La construction de l'intimité
Les siècles suivants, l'individualisme continue à s'affirmer et à se modifier : « Au tournant du XVIIIe siècle, quelque chose qui ressemble au moi moderne est en train de se former, du moins chez les élites sociales et spirituelles du nord de l'Europe occidentale et de son prolongement américain » note C. Taylor. L'histoire de l'individu passe par l'étude de l'intériorité, de l'intimité, dont C. Taylor cherche à suivre les linéaments à travers les textes de la philosophie classique.
Pour le sociologue Robert Castel, il faut, pour comprendre la « construction de l'individu moderne », se rapporter aussi aux mutations économiques, juridiques et sociales qui l'ont permise. L'avènement de l'individu ne peut être dissocié d'un mouvement plus général, qui passe par la propriété privée et la « propriété de soi » sur le plan juridique. Cette notion de « propriété de soi » a été développée par J. Locke, « l'un des premiers, si ce n'est le premier à développer une théorie de l'individu moderne ». Par « propriété de soi », J. Locke entend le fait qu'en devenant propriétaire, l'individu devient maître de lui-même, qu'il s'approprie son travail et ses moyens d'existence. En outre, à l'époque, les droits de l'individu sont en train de se constituer en Angleterre et se diffuseront ensuite dans toute l'Europe.

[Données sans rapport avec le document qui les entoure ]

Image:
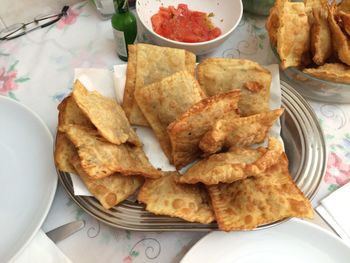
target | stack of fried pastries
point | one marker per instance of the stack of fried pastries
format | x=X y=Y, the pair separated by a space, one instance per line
x=313 y=35
x=95 y=141
x=214 y=120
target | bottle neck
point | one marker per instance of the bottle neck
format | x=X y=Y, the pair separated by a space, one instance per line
x=121 y=6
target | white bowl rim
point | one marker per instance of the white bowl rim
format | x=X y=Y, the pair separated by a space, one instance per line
x=197 y=43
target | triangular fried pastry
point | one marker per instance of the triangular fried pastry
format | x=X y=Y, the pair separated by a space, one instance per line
x=293 y=36
x=336 y=72
x=64 y=152
x=162 y=102
x=220 y=75
x=100 y=158
x=345 y=18
x=321 y=41
x=238 y=132
x=268 y=159
x=111 y=190
x=164 y=196
x=129 y=89
x=186 y=132
x=248 y=203
x=106 y=114
x=237 y=164
x=341 y=43
x=154 y=63
x=311 y=5
x=222 y=167
x=344 y=6
x=273 y=21
x=70 y=113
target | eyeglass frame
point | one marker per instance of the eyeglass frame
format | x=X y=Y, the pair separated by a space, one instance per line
x=36 y=21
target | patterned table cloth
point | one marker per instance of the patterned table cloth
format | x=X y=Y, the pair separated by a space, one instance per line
x=37 y=70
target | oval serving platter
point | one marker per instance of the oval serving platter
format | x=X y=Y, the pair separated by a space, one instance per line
x=304 y=145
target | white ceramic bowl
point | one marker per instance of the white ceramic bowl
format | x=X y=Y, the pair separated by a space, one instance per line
x=227 y=14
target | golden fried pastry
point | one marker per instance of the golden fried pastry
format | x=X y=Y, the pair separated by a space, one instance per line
x=341 y=44
x=222 y=167
x=148 y=70
x=110 y=190
x=237 y=164
x=162 y=102
x=106 y=115
x=345 y=20
x=293 y=36
x=273 y=21
x=248 y=203
x=219 y=75
x=70 y=113
x=336 y=72
x=64 y=152
x=344 y=6
x=164 y=196
x=238 y=132
x=186 y=132
x=100 y=158
x=311 y=5
x=268 y=159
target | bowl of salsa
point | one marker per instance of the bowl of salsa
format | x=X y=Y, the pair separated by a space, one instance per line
x=199 y=26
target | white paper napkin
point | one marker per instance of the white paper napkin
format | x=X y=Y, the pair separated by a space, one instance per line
x=111 y=84
x=41 y=249
x=335 y=210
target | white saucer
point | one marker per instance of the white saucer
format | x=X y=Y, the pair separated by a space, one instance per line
x=28 y=177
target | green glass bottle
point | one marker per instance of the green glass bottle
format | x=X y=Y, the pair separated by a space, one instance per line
x=124 y=28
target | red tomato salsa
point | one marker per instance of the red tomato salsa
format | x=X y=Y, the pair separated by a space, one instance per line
x=184 y=25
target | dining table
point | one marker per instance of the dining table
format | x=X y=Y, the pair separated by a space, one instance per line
x=37 y=69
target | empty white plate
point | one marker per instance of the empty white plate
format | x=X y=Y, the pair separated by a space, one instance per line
x=28 y=177
x=290 y=242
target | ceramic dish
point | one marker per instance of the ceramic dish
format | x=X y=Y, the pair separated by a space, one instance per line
x=227 y=14
x=296 y=241
x=305 y=147
x=27 y=176
x=314 y=88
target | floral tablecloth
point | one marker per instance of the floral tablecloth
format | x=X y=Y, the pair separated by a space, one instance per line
x=37 y=70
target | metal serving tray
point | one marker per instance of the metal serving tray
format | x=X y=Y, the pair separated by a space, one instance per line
x=305 y=147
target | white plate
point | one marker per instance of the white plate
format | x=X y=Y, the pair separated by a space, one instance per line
x=290 y=242
x=27 y=176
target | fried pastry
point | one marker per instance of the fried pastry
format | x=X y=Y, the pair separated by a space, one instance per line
x=293 y=36
x=222 y=167
x=273 y=21
x=64 y=152
x=344 y=6
x=237 y=164
x=238 y=132
x=341 y=44
x=100 y=158
x=186 y=132
x=164 y=196
x=336 y=72
x=248 y=203
x=321 y=43
x=154 y=63
x=219 y=75
x=70 y=113
x=345 y=20
x=106 y=115
x=162 y=102
x=111 y=190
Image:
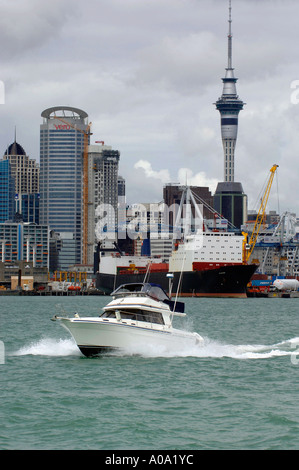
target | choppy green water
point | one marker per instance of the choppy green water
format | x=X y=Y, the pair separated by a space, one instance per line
x=239 y=391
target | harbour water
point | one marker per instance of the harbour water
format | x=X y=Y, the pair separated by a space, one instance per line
x=238 y=391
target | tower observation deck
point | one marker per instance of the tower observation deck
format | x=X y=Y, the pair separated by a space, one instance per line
x=229 y=105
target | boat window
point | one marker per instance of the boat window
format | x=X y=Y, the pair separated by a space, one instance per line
x=142 y=315
x=109 y=314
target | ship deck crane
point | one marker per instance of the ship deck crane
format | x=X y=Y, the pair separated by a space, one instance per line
x=249 y=247
x=86 y=133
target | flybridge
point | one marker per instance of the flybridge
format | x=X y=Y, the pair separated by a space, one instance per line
x=65 y=127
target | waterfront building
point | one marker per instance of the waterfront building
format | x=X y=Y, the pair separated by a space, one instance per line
x=24 y=241
x=6 y=192
x=61 y=167
x=229 y=199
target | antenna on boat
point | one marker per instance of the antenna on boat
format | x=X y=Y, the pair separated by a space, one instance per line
x=170 y=283
x=179 y=286
x=147 y=271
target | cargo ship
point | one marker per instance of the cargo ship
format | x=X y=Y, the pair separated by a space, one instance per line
x=206 y=264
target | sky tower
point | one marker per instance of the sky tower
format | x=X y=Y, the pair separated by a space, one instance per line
x=229 y=105
x=229 y=198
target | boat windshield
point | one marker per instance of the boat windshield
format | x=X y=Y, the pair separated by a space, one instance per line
x=152 y=290
x=148 y=289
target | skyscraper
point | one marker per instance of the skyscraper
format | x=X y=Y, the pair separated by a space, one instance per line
x=25 y=172
x=7 y=187
x=229 y=199
x=103 y=190
x=229 y=105
x=61 y=152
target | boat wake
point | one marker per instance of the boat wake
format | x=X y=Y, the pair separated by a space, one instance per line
x=50 y=347
x=215 y=349
x=209 y=349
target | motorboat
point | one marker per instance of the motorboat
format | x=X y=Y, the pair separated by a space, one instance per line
x=139 y=314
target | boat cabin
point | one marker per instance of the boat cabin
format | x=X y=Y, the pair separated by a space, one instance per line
x=153 y=291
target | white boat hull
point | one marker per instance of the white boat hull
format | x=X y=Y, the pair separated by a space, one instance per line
x=97 y=336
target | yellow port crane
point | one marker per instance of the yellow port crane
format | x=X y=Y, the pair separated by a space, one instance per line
x=249 y=247
x=86 y=134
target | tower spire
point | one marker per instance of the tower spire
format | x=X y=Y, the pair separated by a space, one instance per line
x=229 y=105
x=230 y=37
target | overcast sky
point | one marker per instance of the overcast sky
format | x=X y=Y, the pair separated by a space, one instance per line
x=147 y=72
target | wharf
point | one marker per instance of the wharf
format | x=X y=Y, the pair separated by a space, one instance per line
x=49 y=293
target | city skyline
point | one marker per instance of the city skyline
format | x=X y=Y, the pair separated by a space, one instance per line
x=148 y=80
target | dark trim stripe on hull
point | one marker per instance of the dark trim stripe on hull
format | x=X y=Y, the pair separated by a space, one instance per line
x=90 y=351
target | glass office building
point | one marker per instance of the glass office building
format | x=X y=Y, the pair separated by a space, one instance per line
x=61 y=167
x=7 y=191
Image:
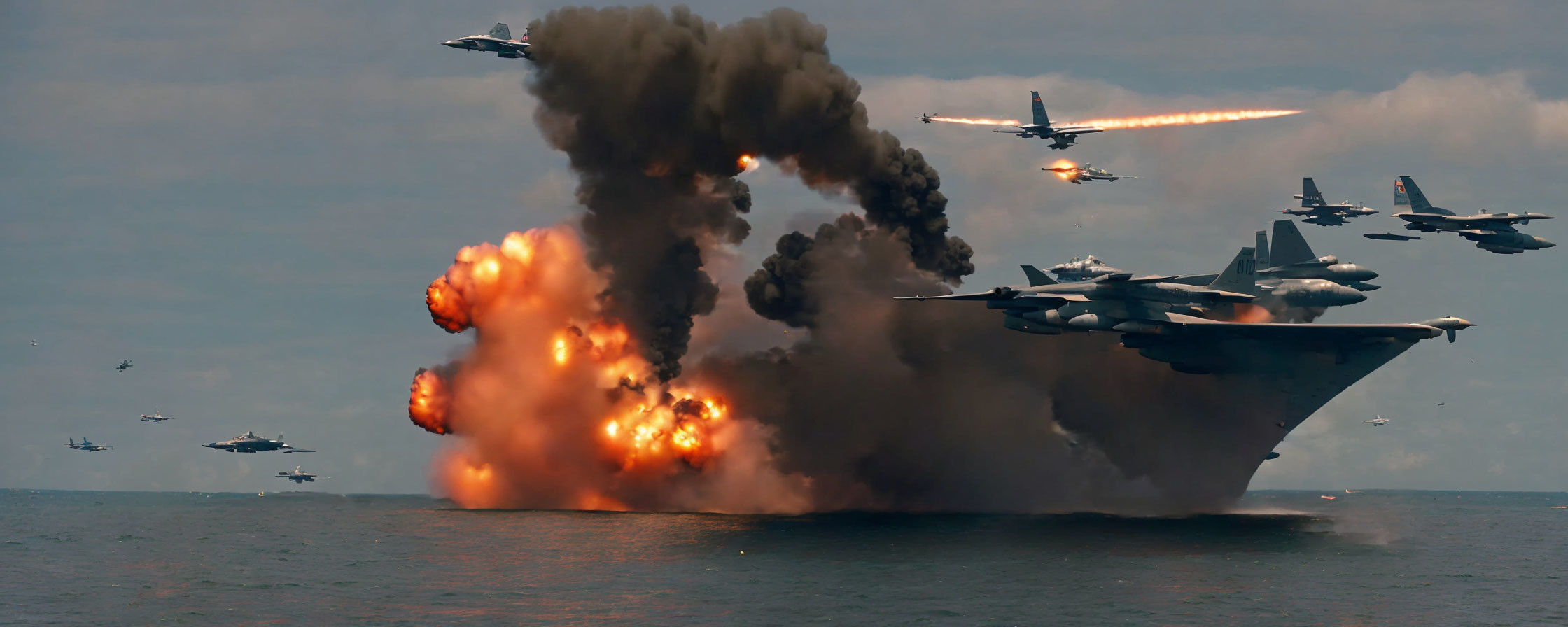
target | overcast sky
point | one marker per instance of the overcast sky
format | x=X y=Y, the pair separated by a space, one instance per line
x=248 y=201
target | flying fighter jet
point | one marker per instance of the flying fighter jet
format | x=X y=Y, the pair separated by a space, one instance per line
x=250 y=442
x=87 y=446
x=1060 y=137
x=1162 y=320
x=1488 y=231
x=1079 y=174
x=1082 y=269
x=300 y=475
x=499 y=41
x=1321 y=212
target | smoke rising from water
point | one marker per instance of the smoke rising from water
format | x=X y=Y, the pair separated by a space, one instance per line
x=886 y=405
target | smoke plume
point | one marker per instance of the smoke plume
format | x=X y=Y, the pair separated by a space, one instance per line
x=573 y=393
x=656 y=108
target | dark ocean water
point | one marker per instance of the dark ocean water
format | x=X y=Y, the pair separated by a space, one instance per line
x=1373 y=558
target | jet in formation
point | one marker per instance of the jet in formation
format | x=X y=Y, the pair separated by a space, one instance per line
x=1079 y=174
x=499 y=41
x=1296 y=283
x=1082 y=269
x=87 y=446
x=300 y=475
x=1488 y=231
x=250 y=442
x=1321 y=212
x=1060 y=137
x=1181 y=325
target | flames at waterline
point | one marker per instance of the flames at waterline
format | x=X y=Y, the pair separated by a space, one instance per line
x=554 y=407
x=1166 y=120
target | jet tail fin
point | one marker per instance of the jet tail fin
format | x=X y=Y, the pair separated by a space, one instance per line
x=1289 y=246
x=1035 y=276
x=1310 y=195
x=1407 y=193
x=1239 y=275
x=1039 y=108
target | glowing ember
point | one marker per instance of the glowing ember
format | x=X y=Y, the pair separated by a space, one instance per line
x=1172 y=120
x=560 y=409
x=428 y=402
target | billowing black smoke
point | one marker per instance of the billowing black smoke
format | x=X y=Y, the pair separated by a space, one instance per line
x=654 y=108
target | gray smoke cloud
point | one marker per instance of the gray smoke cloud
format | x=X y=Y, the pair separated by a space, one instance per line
x=919 y=407
x=654 y=108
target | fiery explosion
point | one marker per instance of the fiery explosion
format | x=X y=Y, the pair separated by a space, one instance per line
x=557 y=408
x=1063 y=164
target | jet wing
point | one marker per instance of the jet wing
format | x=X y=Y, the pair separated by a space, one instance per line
x=1191 y=325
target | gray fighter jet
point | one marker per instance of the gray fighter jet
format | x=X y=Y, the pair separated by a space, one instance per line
x=1166 y=322
x=300 y=475
x=1082 y=269
x=1488 y=231
x=499 y=41
x=87 y=446
x=1079 y=174
x=1321 y=212
x=1060 y=137
x=250 y=442
x=1294 y=259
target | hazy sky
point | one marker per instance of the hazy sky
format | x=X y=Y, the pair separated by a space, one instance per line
x=248 y=201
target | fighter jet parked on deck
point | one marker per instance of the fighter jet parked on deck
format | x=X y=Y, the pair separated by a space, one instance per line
x=87 y=446
x=300 y=475
x=1181 y=325
x=499 y=41
x=250 y=442
x=1060 y=137
x=1321 y=212
x=1082 y=269
x=1079 y=174
x=1488 y=231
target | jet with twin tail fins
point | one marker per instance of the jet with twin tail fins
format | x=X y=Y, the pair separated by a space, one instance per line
x=1184 y=325
x=1060 y=137
x=1488 y=231
x=300 y=475
x=1321 y=212
x=250 y=442
x=499 y=41
x=1079 y=174
x=87 y=446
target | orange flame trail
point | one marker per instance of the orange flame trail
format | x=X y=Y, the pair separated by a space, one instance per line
x=1175 y=120
x=554 y=407
x=985 y=121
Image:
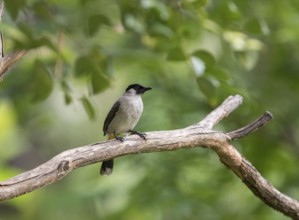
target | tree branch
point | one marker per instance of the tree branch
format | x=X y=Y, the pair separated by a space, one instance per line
x=261 y=121
x=199 y=134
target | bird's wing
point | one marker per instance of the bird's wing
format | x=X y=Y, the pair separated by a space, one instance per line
x=110 y=116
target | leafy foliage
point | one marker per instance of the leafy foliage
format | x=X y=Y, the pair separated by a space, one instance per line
x=194 y=53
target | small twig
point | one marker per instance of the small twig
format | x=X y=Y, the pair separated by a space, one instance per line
x=222 y=111
x=261 y=121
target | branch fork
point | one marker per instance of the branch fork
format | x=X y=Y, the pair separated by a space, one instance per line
x=196 y=135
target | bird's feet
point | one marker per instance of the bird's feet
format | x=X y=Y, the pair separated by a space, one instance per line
x=140 y=134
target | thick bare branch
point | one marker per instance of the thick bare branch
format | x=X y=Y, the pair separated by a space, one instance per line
x=222 y=111
x=199 y=134
x=261 y=121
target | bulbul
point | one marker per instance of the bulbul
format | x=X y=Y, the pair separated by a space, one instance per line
x=122 y=118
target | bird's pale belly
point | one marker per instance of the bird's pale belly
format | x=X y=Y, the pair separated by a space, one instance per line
x=127 y=117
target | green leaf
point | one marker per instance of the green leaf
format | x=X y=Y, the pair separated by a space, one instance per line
x=42 y=10
x=218 y=73
x=66 y=90
x=257 y=26
x=88 y=107
x=67 y=98
x=208 y=89
x=14 y=6
x=99 y=82
x=95 y=22
x=206 y=57
x=45 y=41
x=83 y=66
x=42 y=83
x=176 y=54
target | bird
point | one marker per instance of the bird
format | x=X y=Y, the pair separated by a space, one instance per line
x=122 y=118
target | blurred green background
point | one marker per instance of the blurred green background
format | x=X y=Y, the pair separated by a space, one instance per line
x=193 y=53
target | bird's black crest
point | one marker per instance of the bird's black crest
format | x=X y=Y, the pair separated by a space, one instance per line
x=138 y=88
x=134 y=86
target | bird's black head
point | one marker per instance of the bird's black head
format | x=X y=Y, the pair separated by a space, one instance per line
x=139 y=89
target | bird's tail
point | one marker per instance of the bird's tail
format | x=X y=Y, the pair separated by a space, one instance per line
x=107 y=166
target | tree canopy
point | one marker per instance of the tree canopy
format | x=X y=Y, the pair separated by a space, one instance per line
x=193 y=53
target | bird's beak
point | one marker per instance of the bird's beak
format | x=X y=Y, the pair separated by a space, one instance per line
x=146 y=89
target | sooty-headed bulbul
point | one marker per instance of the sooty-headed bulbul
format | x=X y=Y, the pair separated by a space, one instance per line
x=122 y=118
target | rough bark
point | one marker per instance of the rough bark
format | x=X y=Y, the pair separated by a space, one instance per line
x=196 y=135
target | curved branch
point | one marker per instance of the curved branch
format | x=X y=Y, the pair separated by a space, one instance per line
x=199 y=134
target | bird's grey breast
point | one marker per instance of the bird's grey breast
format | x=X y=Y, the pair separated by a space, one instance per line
x=128 y=114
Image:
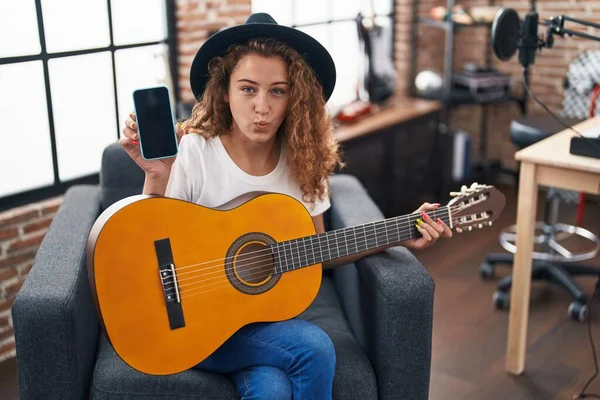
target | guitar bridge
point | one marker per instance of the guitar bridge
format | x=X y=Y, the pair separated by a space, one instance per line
x=168 y=279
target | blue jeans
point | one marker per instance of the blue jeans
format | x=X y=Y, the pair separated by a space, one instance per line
x=291 y=359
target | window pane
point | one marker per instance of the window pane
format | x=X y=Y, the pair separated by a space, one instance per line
x=320 y=32
x=280 y=10
x=310 y=11
x=138 y=21
x=18 y=29
x=25 y=138
x=383 y=7
x=342 y=9
x=83 y=104
x=75 y=24
x=140 y=67
x=348 y=64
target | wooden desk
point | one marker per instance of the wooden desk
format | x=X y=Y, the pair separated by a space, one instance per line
x=550 y=164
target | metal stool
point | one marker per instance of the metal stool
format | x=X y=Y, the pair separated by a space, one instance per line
x=553 y=261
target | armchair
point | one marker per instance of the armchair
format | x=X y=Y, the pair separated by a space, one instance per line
x=378 y=312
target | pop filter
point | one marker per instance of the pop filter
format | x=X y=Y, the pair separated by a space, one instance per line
x=505 y=33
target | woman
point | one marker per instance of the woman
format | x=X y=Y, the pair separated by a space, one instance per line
x=260 y=124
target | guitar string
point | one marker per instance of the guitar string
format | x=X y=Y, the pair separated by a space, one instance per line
x=369 y=233
x=374 y=224
x=312 y=240
x=269 y=253
x=263 y=265
x=223 y=283
x=194 y=291
x=382 y=224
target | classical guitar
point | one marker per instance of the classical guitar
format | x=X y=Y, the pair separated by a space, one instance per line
x=173 y=280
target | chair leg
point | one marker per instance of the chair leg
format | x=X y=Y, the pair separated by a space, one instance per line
x=581 y=269
x=500 y=258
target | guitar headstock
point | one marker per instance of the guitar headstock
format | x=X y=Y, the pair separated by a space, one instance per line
x=475 y=207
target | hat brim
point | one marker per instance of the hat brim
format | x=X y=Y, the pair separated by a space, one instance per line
x=314 y=52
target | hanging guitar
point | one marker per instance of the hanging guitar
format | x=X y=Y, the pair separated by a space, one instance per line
x=173 y=280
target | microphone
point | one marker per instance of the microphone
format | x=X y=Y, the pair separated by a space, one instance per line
x=509 y=35
x=529 y=42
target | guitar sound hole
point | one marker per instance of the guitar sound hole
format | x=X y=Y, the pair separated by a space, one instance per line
x=250 y=266
x=254 y=264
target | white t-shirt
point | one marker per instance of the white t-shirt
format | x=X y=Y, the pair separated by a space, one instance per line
x=205 y=174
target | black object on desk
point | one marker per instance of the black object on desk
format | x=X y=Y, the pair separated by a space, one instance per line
x=587 y=147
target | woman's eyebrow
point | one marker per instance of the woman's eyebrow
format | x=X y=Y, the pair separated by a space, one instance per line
x=256 y=83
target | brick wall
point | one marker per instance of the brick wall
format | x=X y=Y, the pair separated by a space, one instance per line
x=196 y=19
x=546 y=74
x=21 y=232
x=22 y=229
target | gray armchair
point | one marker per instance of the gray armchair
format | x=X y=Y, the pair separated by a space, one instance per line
x=378 y=313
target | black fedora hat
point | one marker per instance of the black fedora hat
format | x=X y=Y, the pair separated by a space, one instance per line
x=263 y=25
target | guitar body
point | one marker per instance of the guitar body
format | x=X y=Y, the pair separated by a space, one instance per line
x=222 y=287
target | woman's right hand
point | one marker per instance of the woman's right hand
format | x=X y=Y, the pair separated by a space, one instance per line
x=130 y=142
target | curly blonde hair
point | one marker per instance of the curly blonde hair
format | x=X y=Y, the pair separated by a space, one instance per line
x=312 y=151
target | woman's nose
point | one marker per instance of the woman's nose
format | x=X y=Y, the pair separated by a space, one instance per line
x=261 y=104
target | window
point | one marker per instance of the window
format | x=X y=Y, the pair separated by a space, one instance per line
x=67 y=72
x=332 y=23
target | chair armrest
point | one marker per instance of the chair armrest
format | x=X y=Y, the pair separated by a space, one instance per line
x=387 y=298
x=55 y=323
x=397 y=306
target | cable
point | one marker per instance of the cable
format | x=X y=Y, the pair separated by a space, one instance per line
x=533 y=96
x=582 y=394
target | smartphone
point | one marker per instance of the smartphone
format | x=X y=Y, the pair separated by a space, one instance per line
x=156 y=126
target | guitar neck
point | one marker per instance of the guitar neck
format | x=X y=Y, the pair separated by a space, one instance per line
x=310 y=250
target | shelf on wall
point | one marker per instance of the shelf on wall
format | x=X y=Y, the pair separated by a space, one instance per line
x=446 y=24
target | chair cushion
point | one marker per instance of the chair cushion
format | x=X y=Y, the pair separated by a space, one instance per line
x=354 y=377
x=120 y=176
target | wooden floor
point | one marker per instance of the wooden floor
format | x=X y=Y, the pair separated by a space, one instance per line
x=469 y=338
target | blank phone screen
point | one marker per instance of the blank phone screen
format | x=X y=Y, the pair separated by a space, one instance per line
x=155 y=122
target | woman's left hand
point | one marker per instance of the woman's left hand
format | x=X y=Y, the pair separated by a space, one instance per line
x=430 y=230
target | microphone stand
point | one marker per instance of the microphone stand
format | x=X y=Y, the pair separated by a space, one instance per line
x=556 y=27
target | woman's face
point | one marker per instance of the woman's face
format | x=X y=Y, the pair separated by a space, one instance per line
x=258 y=97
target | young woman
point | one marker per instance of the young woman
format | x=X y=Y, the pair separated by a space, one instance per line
x=260 y=124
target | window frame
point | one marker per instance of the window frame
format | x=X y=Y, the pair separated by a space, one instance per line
x=60 y=187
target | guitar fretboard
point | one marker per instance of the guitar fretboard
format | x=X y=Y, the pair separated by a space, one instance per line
x=310 y=250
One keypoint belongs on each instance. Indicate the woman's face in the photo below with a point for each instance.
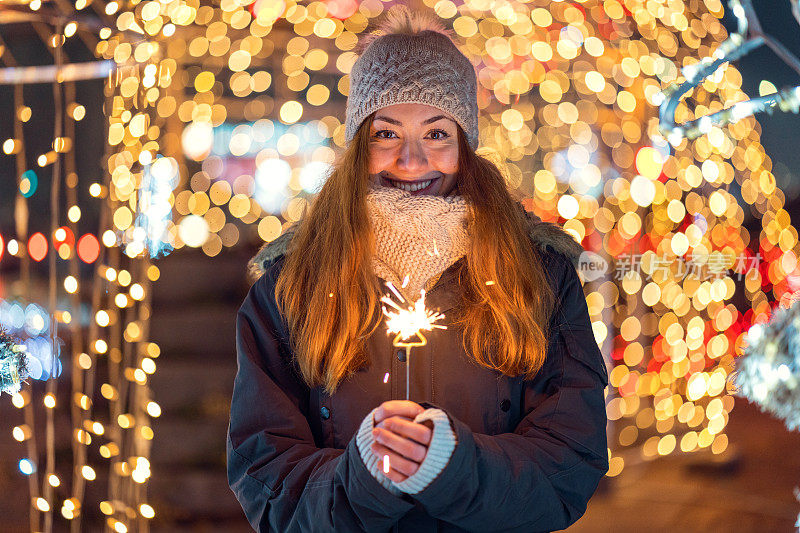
(414, 147)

La subjectivité ne peut généralement prendre racine qu'à partir d'une base sociale telle que la propriété et les droits politiques. Sans la liberté de mouvement, la liberté de se marier librement, de disposer de son corps, de choisir son métier, la maîtrise de sa vie est impossible: l'individualisme ne peut exister sans « support social » (R. Castel). Ce que Emmanuel Kant nomme « l'autonomie de la volonté » n'existerait pas sans une longue histoire des conquêtes sociales et juridiques.
Les études de L. Dumont, C. Taylor, Michel Foucault, Marcel Gauchet et R. Castel nous enseignent une leçon principale. L'individualisme a une histoire. Le fait d'ériger sa propre vie en tant que norme suprême n'est pas une préoccupation naturelle et universelle. C'est une « construction sociale », une invention liée à des formes sociales particulières.
De là, il faut étudier les différentes façons dont l'individu apparaît et disparaît au gré des situations historiques et des contextes sociaux. Une démarche à mi-chemin entre l'histoire, l'anthropologie et la philosophie."
Jean-François Dortier, "Du je triomphant au moi éclaté", in X. Molenat (dir.), L'individu contemporain, regards sociologiques, Éd. Sciences Humaines, 2006.